The amendments allow firms with weighted voting rights structures and unprofitable biotech companies that develop medicine, biopharmaceuticals or biomedical equipment to list on the bourse, with an ultimate aim of accommodating companies from emerging sectors.
"We have contacted Hong Kong-based brokers and investors and although our company isn't profitable, we'll be bringing a series of new core drugs to the market," a board secretary for a Beijing-based biopharmaceutical firm listed on National Equities Exchange and Quotations, also known as the New Third Board, told Yicai Global.
There are over 200 companies listed on the New Third Board with stock abbreviations containing the phrase 'bio' or 'biology.' The exchange's market-making index has been declining since mid-2015, but there are still 10 biotech firms with a market cap over CNY500 million (USD79 million), five of which are worth over CNY1.5 billion.

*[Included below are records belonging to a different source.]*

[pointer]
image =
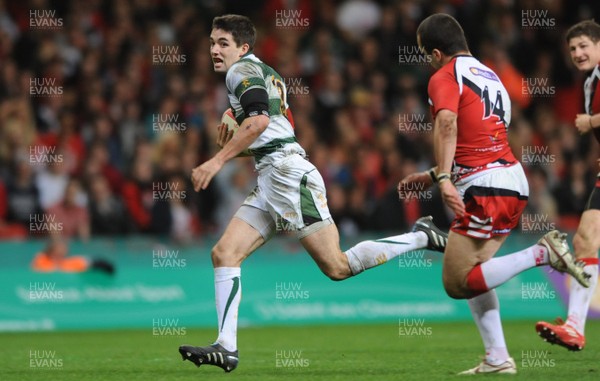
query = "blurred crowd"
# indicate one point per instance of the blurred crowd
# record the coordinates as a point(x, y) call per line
point(106, 106)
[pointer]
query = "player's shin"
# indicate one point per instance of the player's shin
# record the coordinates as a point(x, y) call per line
point(497, 271)
point(486, 313)
point(369, 254)
point(228, 291)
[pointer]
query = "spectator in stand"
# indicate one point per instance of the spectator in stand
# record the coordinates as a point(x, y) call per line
point(22, 194)
point(171, 214)
point(71, 213)
point(52, 181)
point(137, 194)
point(107, 212)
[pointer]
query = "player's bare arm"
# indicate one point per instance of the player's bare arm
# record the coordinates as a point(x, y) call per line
point(444, 142)
point(223, 135)
point(250, 129)
point(585, 122)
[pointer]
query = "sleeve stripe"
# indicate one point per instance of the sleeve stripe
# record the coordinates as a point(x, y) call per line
point(249, 83)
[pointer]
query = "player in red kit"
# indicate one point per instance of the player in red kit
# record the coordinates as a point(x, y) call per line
point(482, 182)
point(584, 45)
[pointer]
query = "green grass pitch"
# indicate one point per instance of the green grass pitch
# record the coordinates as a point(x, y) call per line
point(437, 351)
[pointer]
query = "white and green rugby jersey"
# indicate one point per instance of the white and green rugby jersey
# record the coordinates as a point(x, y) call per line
point(251, 73)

"Everybody in our WeChat group of directors, supervisors and senior management is excited," the secretary added. "We want to go public in Hong Kong so we can really move the company toward a globalized market. Our valuation there may not be as high as on the mainland market, but the Hong Kong bourse is more mature and standardized."

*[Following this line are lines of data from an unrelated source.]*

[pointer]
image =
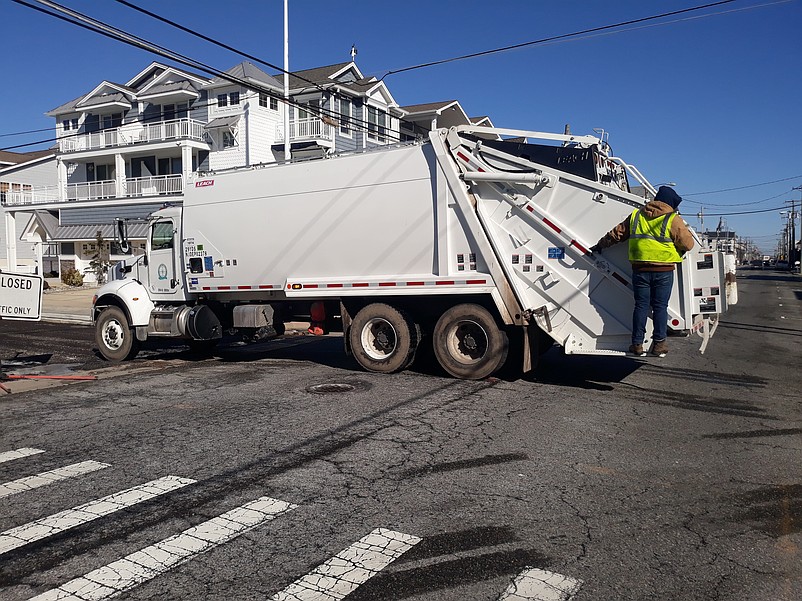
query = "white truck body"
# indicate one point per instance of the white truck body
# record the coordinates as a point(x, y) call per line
point(465, 218)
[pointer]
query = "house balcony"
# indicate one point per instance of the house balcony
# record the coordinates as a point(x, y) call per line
point(135, 133)
point(307, 130)
point(132, 187)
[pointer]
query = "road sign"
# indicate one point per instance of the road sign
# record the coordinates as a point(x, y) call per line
point(20, 296)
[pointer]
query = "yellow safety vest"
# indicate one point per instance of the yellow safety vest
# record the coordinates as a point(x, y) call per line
point(650, 239)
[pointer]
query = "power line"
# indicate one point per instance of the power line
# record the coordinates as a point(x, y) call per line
point(740, 204)
point(744, 212)
point(555, 38)
point(214, 41)
point(785, 179)
point(96, 26)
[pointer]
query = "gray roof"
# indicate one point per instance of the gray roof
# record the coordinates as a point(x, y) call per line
point(89, 231)
point(48, 221)
point(318, 75)
point(249, 72)
point(67, 107)
point(104, 99)
point(222, 122)
point(174, 86)
point(429, 107)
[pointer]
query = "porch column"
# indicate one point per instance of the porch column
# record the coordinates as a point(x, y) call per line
point(119, 176)
point(61, 167)
point(186, 164)
point(11, 240)
point(40, 267)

Biotech companies are more vulnerable to money shortages and have a greater need for capital, said Sang Huiqing, chairman of Shanghai Benemae Pharmaceutical Corp. If there is no long-term investment, they will struggle to development. The Hong Kong exchange's new policy has great appeal to the biotech firms currently listed on the New Third Board, he added.
"The New Third Board is not very liquid, not a lot of big money comes in because there is no clear exit mechanism," Sang added. "But biotech companies face international competition, the year innovating from the same starting point and to the same standards as foreign companies, but their efforts will be wasted without timely investment."
Huang Lin, senior economist at Soochow Securities, suggested the New Third Board allows companies with a weighted voting right structure to list, so it can retain more innovative startups rather than watch them flock to Hong Kong.
Even though it is now allowing loss-making firms, the bourse still has restrictions for biotech companies looking to list there. Companies will need to have at least one core product that has passed the concept development phase, have a market value of HKD1.5 billion (USD192 million) or more and use the funds from the initial public offering primarily to take their primary product to market.